Mit dem anzeigenfinanzierten Blatt 20 Minuten Köln will der norwegische Konzern Schibsted den ansässigen Verlagen das Wasser abgraben: Springer zeigt sich besorgt, DuMont spricht von einem "Existenzkampf".

Sieben Uhr morgens am Kölner Neumarkt. "Wollen Sie eine Gratiszeitung?", fragt eine junge Frau. Na klar, aber welche? Am Montag hat in der Domstadt die große Zeitungsschlacht begonnen. 24 Stunden früher als geplant hat der norwegische Medienkonzern Schibsted seine kostenlose Tageszeitung 20 Minuten Köln auf den Markt geworfen. Der Axel Springer Verlag hält mit Köln extra dagegen. Ins Hintertreffen geraten ist dadurch ausgerechnet jenes Verlagshaus, das seit Menschengedenken die Kölner Zeitungslandschaft beherrscht: M. DuMont Schauberg, dessen kostenlose "Lightversion" des Express erst am heutigen Dienstag erscheint.

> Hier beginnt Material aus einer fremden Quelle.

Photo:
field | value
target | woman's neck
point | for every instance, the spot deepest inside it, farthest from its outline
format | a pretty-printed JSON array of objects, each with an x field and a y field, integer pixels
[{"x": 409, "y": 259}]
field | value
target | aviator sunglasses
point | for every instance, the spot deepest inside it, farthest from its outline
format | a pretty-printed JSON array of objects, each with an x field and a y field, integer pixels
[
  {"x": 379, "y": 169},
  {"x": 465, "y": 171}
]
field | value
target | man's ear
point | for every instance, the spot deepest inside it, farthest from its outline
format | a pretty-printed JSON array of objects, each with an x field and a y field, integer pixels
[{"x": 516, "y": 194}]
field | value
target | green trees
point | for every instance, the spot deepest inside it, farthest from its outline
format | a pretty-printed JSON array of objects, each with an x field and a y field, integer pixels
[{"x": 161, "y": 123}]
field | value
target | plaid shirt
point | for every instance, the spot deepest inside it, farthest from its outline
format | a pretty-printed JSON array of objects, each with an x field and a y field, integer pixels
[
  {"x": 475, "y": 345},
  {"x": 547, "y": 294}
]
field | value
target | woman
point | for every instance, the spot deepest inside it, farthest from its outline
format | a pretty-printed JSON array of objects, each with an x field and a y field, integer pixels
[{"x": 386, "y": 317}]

Beschaulich war es bisher auf dem Zeitungsmarkt am Rhein zugegangen. Kölner StadtAnzeiger und Kölnische Rundschau lebten in friedlicher Koexistenz. Die eine gemacht für liberale, die andere für konservative Leser - und beide verlegt von DuMont. Wem nach Boulevard der Sinn stand, dem bot DuMont seinen Express. So war das in Köln und wäre es auch geblieben, ginge es nach Alfred Neven DuMont. Der mächtige Verleger dominiert den Markt mit einem Imperium, dem zusätzlich dreizehn kostenlose Anzeigenblätter, eine monatlich erscheinende Stadtillustrierte, ein Buchverlag und mehrere lokale Radiosender angehören. Die einzig geduldete Alternative: Bild.

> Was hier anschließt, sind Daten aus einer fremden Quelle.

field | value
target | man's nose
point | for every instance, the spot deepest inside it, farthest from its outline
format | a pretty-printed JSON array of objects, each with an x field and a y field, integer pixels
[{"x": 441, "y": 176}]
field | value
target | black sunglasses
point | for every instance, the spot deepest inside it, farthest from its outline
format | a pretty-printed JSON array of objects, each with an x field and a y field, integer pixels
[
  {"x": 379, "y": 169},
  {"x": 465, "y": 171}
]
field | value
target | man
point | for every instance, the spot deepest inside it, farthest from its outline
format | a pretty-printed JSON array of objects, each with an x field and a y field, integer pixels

Bis Schibsted kam. Mit einer zweistelligen Millionensumme und einem Durchhaltevermögen von mindestens drei Jahren tritt der in Norwegen führende Medienkonzern in Köln an, das DuMont-Monopol zu brechen - mit einer kostenlosen, anzeigenfinanzierten Morgenzeitung, die eine "seriöse Qualitätszeitung" sein will. 20 Minuten Köln wird an über 500 Verteilkästen in der Stadt feilgeboten, dazu kommt noch die Handverteilung. "Wir wollen in den Bereichen neue Leser gewinnen, in denen Tageszeitungen überall in Deutschland Probleme haben: bei den jungen Lesern und bei den Frauen", beschreibt Chefredakteur Klaus Kelle die Zielgruppe von 20 Minuten Köln.

Schon die ersten Informationen über das Schibsted-Engagement versetzten DuMont in Panik. Der Kölner Verlag sieht sich in einem "Existenzkampf". Bisher aber scheiterten alle Versuche, die unliebsame Konkurrenz schon im Vorfeld wegzubeißen: Weil 20 Minuten Köln keine Druckerei im Rheinland fand, wich man kurzerhand nach Holland aus. Auch der Springer-Konzern reagierte verschreckt, klagte über die Gefährdung einer "gewachsenen Kultur der Regionalzeitungen" und vermeintliche "Wettbewerbswidrigkeit": Ein eigener Gratistitel musste her. "Wir schauen nicht tatenlos zu, wenn jemand den Markt kaputt macht", so Springer-Sprecherin Edda Fels.

Die Aufregung bei Springer und DuMont Schauberg ist verständlich. Um zu erkennen, was ihren Blättern in Köln drohen könnte, genügt ein Blick nach Stockholm. Als dort 1995 die schwedische Mediengruppe Modern Times Group (MTG) erstmals ihren Gratistitel Metro lancierte, büßten das Boulevardblatt Expressen 27,5 Prozent und die renommierte Tageszeitung Dagens Nyheter fast zehn Prozent ihrer Leserschaft ein. Metro avancierte zur zweitgrößten Zeitung in der schwedischen Hauptstadt.

Sechs weitere Metro haben sich inzwischen europaweit etabliert. Ausgaben in den USA, Großbritannien und vor allem Holland sind in Planung. Und in Zürich, wo es im kommenden Jahr zum skandinavischen Showdown kommen wird: MTG gegen Schibsted, der am Montag mit 20 Minuten Zürich den Anfang machte.

Die Kölner haben jetzt schon die Qual der Wahl. 20 Minuten Köln oder Köln extra? Eine Geschmacksfrage, denn mit einer Auflage von 150.000 Exemplaren und einem Umfang von 24 Seiten unterscheiden sich beide Blätter nur durch ihre Aufmachung. Hier die Zeitung für "die jungen und mobilen Großstädter", dort der bekannte Springer-Boulevard. Der Fastfood-Journalismus indes ist ihnen allen gemeinsam. Und das zweiseitige Fernsehprogramm.